By Andy Bochman, Energy Security Lead
Read the headlines and you will see that Cybersecurity threats to critical infrastructures continue to evolve. While it’s important for utility companies to stay abreast of the latest attack types, they must also look beyond external factors and turn their efforts to re-establishing and strengthening their organizational structure. The first step must start from within if they are to succeed in maintaining the stability, safety and security of the Smart Grid. It starts with re-defining the term “leadership.”
Recently IBM met with Michael Assante, President and CEO of the National Board of Information Security Examiners to get his perspective on the evolving security landscape within the Energy & Utilities industry. In his current role and also once serving as the Chief Security Officer for North Electric Reliability Corporation (NERC) and American Electric Power (AEP), Michael shares his thoughts on why significant change is necessary if we are to create an intelligent Smart Grid infrastructure.
Q1. How has the energy and utilities industry changed in terms of security measures? Did the Stuxnet virus and its successors drive this?

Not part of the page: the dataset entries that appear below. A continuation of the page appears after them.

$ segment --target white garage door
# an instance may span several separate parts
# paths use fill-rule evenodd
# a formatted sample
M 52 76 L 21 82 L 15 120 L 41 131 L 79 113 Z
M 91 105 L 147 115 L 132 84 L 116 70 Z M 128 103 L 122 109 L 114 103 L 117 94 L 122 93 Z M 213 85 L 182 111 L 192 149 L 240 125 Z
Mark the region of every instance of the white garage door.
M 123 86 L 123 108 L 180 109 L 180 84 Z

M.A.: Interestingly enough, I don’t believe the Stuxnet worm or any other notorious threat spurred the need for change. Instead, I see the shift being associated with the acceleration of connected digital technology. Computer and communication technology, smart meters, for example, is becoming an integral part of generating, transmitting, and delivering power, and as a result, we’re seeing a significant need not just for improved cybersecurity measures, but a new, more sophisticated approach to business management. Our current defense and protection models are not sufficient against highly structured and resourced cyber adversaries, so utilities should act quickly to develop and apply their greatest resource in this contest: the professionals who work to defend, operate, and protect our critical systems and infrastructure.
Q2: We’ve seen Cybersecurity come to dominate the headlines over the last few years and many industries such as banking and telecommunications have made significant changes to their security governance and business operations. What can the energy & utilities industry learn and leverage from these other critical infrastructure industries?

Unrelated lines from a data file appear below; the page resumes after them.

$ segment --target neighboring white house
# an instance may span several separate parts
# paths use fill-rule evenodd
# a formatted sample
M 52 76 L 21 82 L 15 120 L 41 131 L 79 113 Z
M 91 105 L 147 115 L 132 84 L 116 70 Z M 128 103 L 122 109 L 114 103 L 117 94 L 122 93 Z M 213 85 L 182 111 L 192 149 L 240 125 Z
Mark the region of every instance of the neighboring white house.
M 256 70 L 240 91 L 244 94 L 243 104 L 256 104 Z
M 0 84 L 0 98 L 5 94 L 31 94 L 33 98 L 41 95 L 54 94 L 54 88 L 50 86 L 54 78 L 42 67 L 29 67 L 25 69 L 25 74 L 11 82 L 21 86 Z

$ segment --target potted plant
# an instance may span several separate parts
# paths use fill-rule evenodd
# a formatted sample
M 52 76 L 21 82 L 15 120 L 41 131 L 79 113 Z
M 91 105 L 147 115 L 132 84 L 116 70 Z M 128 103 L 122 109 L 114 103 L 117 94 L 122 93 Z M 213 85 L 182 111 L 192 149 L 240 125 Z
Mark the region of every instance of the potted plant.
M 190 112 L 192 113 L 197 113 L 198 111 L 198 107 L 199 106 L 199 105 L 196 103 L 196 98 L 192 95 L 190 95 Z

M.A.: It is more the norm than the exception to find executive-level cybersecurity leadership in banking and telecommunications today. Years ago, both industries realized that protecting their networks, systems and data from attackers was a strategic imperative. And some industries have even gone so far as to police themselves with their own security standards. Now it’s time for electric utilities and other energy companies to elevate cyber resilience in their business planning and investment decisions. Today there are very few cybersecurity leaders at an executive management team level at energy companies. When we see more CSOs and VPs of Security working closely with frontline business units to responsibly manage the risks, we will know that the industry continues to move in the right direction.
Q3: Are you aware of any energy companies or other industries that have successfully appointed Chief Cybersecurity Officers?
M.A.: As an industry, E&U is still a long way from the financial services industry where cybersecurity is fully integrated with its core business processes. That said there are a few progressive leaders in the electricity sector including Tennessee Valley Authority (TVA) and Pacific Gas & Electric (PG&E) in California. With the right leadership in place, one of the most important changes these organizations made was introducing security metrics that allowed them to measure and report on the effectiveness of their efforts. Recognizing the power of metrics, the Department of Energy, alongside utility and industry experts, just released its new Cybersecurity Self-Evaluation Survey Tool for utilities. This is another step towards helping senior utility leaders better understand their organizations’ current cybersecurity preparedness and prioritize improvements over time.
Q4: What message do you have to the CEOs and Boards of Directors of utility companies?
M.A.: There is an opportunity to learn from senior cybersecurity leaders from certain utilities as well as in other industries such as the telecommunications sector– in particular, how they elevate their leaders, and/or bring in new leadership from outside, how they work to improve the culture, or the ways in which they improve visibility into cybersecurity issues and operations from a business perspective. Cybersecurity is not simply an exercise in demonstrating compliance; if done right, it is an inherent property of a well-managed business.
A recent survey reveals that, in many enterprises, the status, authority and visibility of the cybersecurity function is in the rise.
Michael Assante is a founder of NBISE, whose mission is to increase the security of information networks, computing systems, and industrial and military technology by improving the potential and performance of the cyber security workforce.